© Matt Kenyon

“I’m very much a believer that it’s action that matters much more so than, you know, the flurry of political promises and statements and slogans.” 

Those were the words of Christine Lagarde, some years before she became president of the European Central Bank. Now, with the ECB calling for action on climate change to protect market stability, but banks and energy groups offering only evermore ambitious pledges, her preference resonates.

As Nigel Topping, UN high-level champion for climate action, has noted, there has been no shortage of statements of intent. By March, more than a fifth of the world’s 2,000 largest public companies had “committed” to achieving net zero greenhouse gas emissions.

However, when Climate Action 100+, a group of 575 investment firms managing $54tn in assets, compiled its first benchmark of “corporate ambition” that same month, it found none of the largest emitters had fully disclosed how it would keep its word. According to the investors, “companies still have a long way to go in delivering on these promises”. 

It is to bridge this gap between action and ambition that the FT and Statista have launched their first listing of Europe’s Climate Leaders: those companies that have already achieved a significant reduction in their direct carbon emissions.

Its aim is to indicate which companies have the best chance of meeting their climate pledges, and the targets set by governments. For example, the EU’s recently increased target of cutting carbon emissions by 55 per cent by 2030, compared with 1990 levels, equates to an annualised reduction of 1.98 per cent. All 300 companies in the inaugural listing are well ahead of that rate in their own operations, with annualised emission cuts ranging from 4.4 per cent to 51.9 per cent.

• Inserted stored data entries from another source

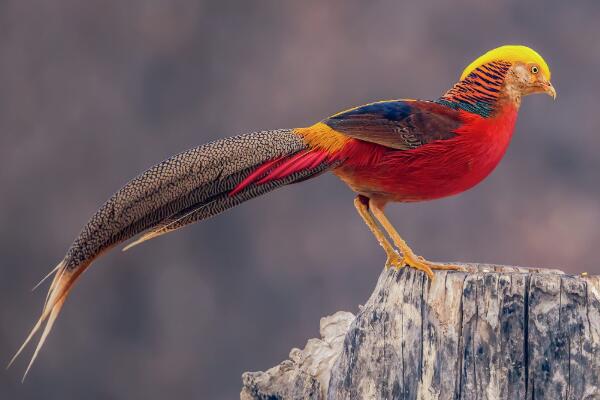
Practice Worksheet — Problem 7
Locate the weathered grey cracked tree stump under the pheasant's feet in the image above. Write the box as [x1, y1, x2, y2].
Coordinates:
[240, 265, 600, 400]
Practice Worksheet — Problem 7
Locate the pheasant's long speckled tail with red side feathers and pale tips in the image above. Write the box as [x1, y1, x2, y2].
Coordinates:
[9, 129, 339, 379]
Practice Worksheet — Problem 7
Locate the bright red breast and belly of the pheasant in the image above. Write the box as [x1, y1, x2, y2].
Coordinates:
[334, 111, 517, 202]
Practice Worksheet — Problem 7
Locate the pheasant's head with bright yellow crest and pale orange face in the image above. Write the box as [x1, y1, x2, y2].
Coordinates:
[460, 45, 556, 102]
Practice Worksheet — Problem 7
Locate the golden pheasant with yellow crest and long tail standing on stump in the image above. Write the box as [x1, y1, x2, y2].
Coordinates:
[9, 45, 556, 379]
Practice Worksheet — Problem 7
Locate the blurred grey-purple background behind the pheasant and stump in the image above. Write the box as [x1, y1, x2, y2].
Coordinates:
[0, 0, 600, 399]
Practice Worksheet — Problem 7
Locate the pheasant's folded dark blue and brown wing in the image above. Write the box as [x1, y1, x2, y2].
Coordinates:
[323, 100, 461, 150]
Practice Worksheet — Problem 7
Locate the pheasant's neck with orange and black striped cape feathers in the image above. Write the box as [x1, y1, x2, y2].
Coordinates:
[436, 61, 521, 118]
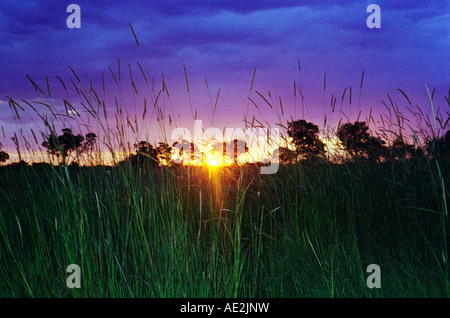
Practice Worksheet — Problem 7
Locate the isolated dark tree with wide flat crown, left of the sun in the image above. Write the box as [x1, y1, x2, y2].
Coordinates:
[42, 128, 97, 164]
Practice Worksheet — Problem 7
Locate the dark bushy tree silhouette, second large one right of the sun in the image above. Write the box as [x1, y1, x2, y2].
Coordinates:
[337, 121, 386, 160]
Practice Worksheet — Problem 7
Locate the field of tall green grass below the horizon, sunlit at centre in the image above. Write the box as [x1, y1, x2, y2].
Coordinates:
[0, 155, 450, 297]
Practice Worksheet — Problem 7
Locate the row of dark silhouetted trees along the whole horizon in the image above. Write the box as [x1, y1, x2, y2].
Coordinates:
[0, 119, 450, 166]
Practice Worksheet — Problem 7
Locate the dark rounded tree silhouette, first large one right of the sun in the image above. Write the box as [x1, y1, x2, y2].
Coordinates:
[287, 119, 325, 160]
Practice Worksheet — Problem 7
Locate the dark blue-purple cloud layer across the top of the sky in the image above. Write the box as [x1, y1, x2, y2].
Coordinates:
[0, 0, 450, 120]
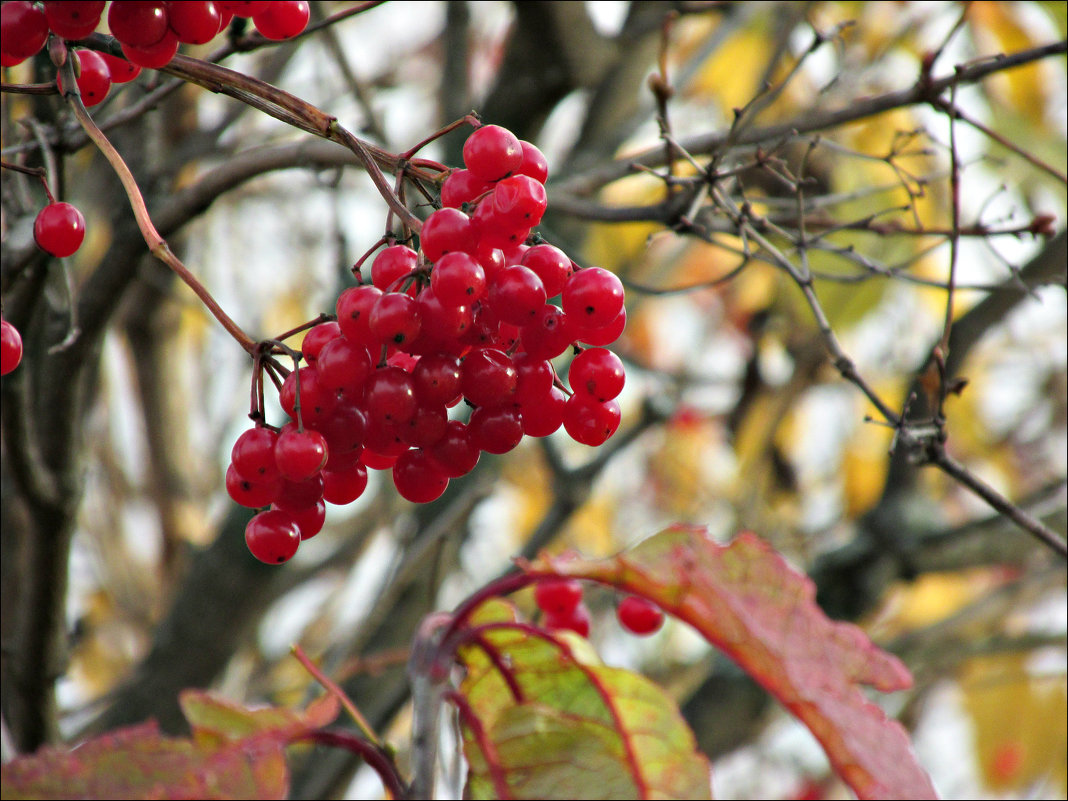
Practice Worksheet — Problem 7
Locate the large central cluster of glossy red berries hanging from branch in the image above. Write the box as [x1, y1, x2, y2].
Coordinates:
[226, 125, 626, 563]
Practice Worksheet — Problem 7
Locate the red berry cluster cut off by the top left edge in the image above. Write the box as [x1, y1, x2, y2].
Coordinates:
[0, 0, 310, 69]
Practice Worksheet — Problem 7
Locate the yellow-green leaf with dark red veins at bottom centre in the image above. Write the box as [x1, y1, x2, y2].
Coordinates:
[458, 601, 711, 799]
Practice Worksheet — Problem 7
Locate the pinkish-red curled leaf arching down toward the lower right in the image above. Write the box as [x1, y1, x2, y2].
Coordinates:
[529, 527, 936, 798]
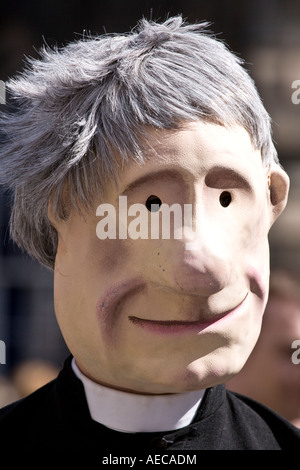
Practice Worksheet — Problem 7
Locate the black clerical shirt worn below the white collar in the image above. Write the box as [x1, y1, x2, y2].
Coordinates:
[0, 357, 300, 456]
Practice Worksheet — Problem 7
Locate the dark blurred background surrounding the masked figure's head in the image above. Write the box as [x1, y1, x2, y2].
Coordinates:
[0, 0, 300, 406]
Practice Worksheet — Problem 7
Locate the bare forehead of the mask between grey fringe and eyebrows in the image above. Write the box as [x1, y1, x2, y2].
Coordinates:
[114, 123, 266, 195]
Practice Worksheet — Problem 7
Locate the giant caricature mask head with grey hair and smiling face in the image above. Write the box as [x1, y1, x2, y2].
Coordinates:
[1, 18, 288, 393]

But more companies will need to match this performance if global targets are to be met — as Mindy Lubber, chief executive of sustainable investor network Ceres, noted earlier this year: “There is an urgent need for greater corporate action and higher ambition in accelerating the net-zero economy and ensuring a safe and viable future.” 

Progress made by the companies in the FT-Statista listing has also been acknowledged by international initiatives. Several have met the criteria for credible emission reduction plans required by the UN’s Race To Zero campaign, which aims to build momentum for corporate action ahead of its COP26 climate conference in November. They include businesses whose industries have historically had a poor record on climate: Ørsted, formerly known as Danish Oil and Natural Gas, for example, and Swedish truckmaker Volvo Group.

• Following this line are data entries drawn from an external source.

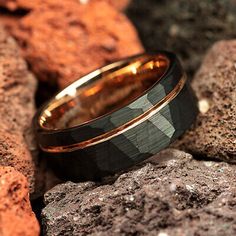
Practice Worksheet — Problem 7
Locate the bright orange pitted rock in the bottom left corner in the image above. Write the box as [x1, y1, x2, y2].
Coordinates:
[0, 166, 39, 236]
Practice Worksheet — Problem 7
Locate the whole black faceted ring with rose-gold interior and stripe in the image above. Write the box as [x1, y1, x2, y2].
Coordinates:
[34, 51, 198, 180]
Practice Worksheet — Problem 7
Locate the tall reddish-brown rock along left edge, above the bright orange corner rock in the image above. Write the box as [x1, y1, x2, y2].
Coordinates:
[0, 27, 36, 190]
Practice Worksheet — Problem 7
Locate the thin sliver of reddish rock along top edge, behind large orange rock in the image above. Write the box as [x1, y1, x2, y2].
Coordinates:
[0, 0, 131, 11]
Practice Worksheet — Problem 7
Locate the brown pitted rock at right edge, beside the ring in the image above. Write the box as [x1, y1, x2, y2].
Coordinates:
[174, 40, 236, 163]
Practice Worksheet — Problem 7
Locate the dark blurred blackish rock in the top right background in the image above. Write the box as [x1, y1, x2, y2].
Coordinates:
[127, 0, 236, 75]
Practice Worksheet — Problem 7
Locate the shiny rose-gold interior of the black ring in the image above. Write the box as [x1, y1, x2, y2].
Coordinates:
[39, 54, 170, 130]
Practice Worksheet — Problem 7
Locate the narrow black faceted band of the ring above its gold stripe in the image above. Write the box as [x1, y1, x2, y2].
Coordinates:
[34, 52, 183, 147]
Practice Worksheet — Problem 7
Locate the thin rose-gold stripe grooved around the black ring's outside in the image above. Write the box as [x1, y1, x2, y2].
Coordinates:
[40, 74, 187, 153]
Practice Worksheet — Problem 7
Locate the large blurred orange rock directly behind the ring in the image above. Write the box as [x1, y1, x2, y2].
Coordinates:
[11, 1, 143, 88]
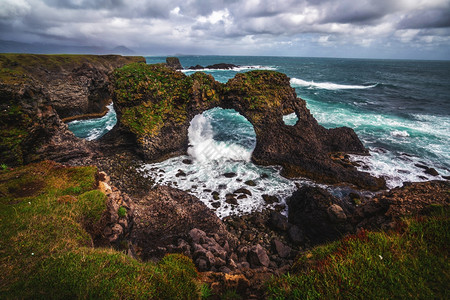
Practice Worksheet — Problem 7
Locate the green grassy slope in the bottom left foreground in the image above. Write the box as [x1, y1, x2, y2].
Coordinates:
[0, 162, 200, 299]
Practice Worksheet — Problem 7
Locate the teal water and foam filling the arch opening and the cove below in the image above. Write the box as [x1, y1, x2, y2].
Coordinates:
[144, 107, 295, 218]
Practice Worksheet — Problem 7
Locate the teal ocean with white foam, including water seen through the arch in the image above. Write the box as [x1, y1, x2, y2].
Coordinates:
[69, 56, 450, 217]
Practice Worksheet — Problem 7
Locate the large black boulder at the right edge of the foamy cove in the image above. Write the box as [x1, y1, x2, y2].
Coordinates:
[287, 186, 354, 244]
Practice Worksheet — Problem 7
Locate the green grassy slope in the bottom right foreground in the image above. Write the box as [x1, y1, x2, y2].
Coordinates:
[267, 207, 450, 299]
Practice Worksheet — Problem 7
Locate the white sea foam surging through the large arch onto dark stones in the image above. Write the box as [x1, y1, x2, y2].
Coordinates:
[143, 108, 296, 218]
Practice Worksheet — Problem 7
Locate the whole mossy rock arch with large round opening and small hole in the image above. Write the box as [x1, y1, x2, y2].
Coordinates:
[110, 64, 384, 190]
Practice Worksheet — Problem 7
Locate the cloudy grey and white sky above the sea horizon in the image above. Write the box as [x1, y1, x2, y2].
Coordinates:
[0, 0, 450, 60]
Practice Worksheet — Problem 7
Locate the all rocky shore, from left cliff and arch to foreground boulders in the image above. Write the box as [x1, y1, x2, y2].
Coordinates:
[0, 55, 450, 299]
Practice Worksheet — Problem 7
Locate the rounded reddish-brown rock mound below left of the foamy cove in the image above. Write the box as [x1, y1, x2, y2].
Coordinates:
[130, 186, 227, 259]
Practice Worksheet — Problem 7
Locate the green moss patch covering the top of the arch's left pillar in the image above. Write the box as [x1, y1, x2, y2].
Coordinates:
[114, 64, 192, 136]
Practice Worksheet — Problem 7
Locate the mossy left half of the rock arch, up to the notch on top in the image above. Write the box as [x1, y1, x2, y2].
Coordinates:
[110, 64, 222, 160]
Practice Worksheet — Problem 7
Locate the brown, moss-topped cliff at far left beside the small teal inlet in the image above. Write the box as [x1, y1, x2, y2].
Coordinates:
[0, 54, 145, 166]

However, they earn their place in the FT list for their emissions cuts and their transparency of reporting, as recognised by the independent Carbon Disclosure Project, or CDP. Several of the once-primarily fossil fuel energy groups in the listing — Drax, Centrica, Engie, Enel, Endesa — achieve an A or A- rating from CDP*. Companies emitting more than 10m tonnes of CO2-equivalent a year had to achieve a CDP rating of A or B to be eligible.

But this initial FT-Statista listing is only a starting point. It will not provide an accurate picture of the companies making the biggest contribution to limiting climate change until it can include all of their Scope 3, or indirect, emissions — which many still fail to calculate and few report in a standardised way.

Campaigners and climate scientists argue that not including Scope 3 emissions — from all parts of a company’s supply chain and the use of its products — renders any assessment meaningless, as they make up the largest component. In food and beverage companies, they can be 10 times the direct emissions; in fashion companies 25 times, or more. Fast-fashion chain H&M estimates that Scope 3 emissions make up 99.5 per cent of its overall environmental impact.

Similarly, the emissions that are, in effect, financed by banks and asset managers need to be added to any calculations of reductions. Johnny White, a lawyer who works for climate charity ClientEarth, says: “It is key for them to set out clearly how they will reduce these financed emissions. No financial institution can call itself a ‘climate leader’ if it is not taking real, credible action to reduce its financed emissions now.”

But, under the standards set by the Greenhouse Gas Protocol — a joint initiative by research organisation the World Resources Institute and the World Business Council for Sustainable Development, a corporate umbrella group — there are 15 categories of Scope 3 emissions. If these are not all disclosed in full, misleading discrepancies can arise.

Scope 3 emissions are a crucial missing factor in other listings, too. Of the 159 company pledges assessed by the Climate Action 100+ benchmark, 83 involved achieving net-zero emissions by 2050 or sooner. But 44 of the pledges “did not cover the full scope of the companies’ most material emissions”.

Future FT-Statista listings of Europe’s Climate Leaders will endeavour to incorporate Scope 3 emissions as soon as there is widespread and consistent disclosure. For now, the listing shows which companies report on Scope 3, and a majority already do: 196 of the 300.

Being able to compare corporate promises with corporate action accurately should instil more confidence not only in investors and central bankers, but also in policymakers as they set their next targets. As Topping, the UN high-level champion, puts it: “The resulting ‘ambition loop’ drives exponential change.”

*This article has been amended since initial publication to reflect the fact that Drax is no longer a fossil-fuel energy group.